Sexta-feira, 23 de junho de 2006


O essencial do trabalho está feito mas as variantes ficaram para ser
experimentadas: a adição de substâncias estrangeiras no curso do crescimento,
superposição de “camadas” de solução mãe de diferentes concentrações,
utilização de grânulos formados por diferentes sais metálicos, entre eles ou com
açucar em pó.... Nós abandonamos a idéias de obter o menor pólipo para nos
satisfazer com a infinita diversidade de formas e cores que nós já conseguimos.
Face a este espetáculo efêmero, nós nos interrogamos: o que resta dos
trabalhos de Leduc? A despeito do seus erros e seu entusiasmo ingênuo, nós não
podemos nos impedir de reivindicar para ele uma certa retratação. Pelo tanto que
mostrou formas tão complexas que podem ser sintetizadas por mecanismos físico-
químicos elementares, ele, sem dúvida, contribuiu para fazer avançar o
conhecimento sobre a vida.
Portanto, resta pouco dos traços de sua vida científica.

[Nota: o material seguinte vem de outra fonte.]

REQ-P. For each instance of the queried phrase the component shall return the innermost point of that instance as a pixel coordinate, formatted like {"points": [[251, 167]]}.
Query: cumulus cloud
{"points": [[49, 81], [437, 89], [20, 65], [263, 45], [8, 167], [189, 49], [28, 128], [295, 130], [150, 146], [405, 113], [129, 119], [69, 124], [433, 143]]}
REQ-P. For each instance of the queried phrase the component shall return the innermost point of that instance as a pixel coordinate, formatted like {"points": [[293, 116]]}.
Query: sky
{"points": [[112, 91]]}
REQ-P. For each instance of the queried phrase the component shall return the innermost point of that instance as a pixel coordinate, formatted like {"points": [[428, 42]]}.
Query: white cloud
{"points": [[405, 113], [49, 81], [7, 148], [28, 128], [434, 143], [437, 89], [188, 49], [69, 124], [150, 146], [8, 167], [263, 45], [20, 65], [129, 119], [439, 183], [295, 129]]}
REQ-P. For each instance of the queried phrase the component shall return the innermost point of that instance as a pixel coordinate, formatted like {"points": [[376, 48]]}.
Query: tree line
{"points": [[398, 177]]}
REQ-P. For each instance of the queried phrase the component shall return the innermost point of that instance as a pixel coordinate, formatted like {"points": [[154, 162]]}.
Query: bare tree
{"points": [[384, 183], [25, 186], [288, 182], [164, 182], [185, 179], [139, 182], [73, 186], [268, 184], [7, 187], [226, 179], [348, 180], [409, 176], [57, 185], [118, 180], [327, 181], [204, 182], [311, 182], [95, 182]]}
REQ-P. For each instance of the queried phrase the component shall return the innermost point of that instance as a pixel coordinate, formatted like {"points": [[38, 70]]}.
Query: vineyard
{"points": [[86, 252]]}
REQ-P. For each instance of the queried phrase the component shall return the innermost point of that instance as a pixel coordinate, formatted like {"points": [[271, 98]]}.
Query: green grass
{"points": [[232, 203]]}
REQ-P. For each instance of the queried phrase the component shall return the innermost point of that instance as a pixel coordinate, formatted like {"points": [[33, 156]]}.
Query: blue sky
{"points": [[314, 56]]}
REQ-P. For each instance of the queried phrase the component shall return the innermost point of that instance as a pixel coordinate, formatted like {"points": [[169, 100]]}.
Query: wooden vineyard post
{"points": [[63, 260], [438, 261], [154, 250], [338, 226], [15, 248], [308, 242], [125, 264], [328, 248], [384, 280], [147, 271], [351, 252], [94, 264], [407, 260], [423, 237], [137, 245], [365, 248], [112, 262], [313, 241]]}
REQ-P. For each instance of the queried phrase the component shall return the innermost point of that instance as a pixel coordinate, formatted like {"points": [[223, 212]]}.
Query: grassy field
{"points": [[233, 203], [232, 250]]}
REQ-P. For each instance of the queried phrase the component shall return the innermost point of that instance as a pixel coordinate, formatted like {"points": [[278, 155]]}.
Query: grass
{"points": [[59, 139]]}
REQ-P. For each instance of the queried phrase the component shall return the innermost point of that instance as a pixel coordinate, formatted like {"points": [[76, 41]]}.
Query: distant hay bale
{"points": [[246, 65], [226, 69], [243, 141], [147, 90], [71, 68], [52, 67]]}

Podemos encontrar o
seu nome em recentes estudos de biomimetismo de materiais inorgânicos, a
coleta de traços de vida fóssil ou extraterrestre. Com conclusões que não lhe
teriam redimido mais! Se apoiando sobre os seus trabalhos, os pesquisadores têm
demonstrado que certas concreções, consideradas até então como fósseis, seriam
provavelmente vestígios de formações minerais osmóticas, de origem....inerte.
R.-E.E. & C.D.

MODO DE FAZER

Para realizar os jardins químicos

Procure uma solução comercial de silicato


de sódio saturada e dilua duas vezes com água
destilada, preferencialmente degaseificada.
Filtre-a sobre um suporte de vidro temperado,
selado e sob aspiração se ela contiver
partículas em suspensão. Depois repasse para
um recipiente de Plexiglas, com altura de 10 a
15 cm.
Deixe repousar a solução por alguns minutos depois introduza nesta solução
pequenos cristais de sais metálicos (CuSO4, Ni(NO3)2, FeCl3, CoCl2, MnSO4), evitando
que eles se depositem muito perto uns dos outros ou que façam mexer o recipiente. Os
cristais dos kits “jardins químicos” comercializados pelos fornecedores de produtos
químicos são perfeitamente convenientes. A natureza dos contra-íons não é determinante
mas as variantes polimórficas e coloridas são obtidas pela substituição de uns pelos
outros. Uma vez o trabalho realizado, contemple.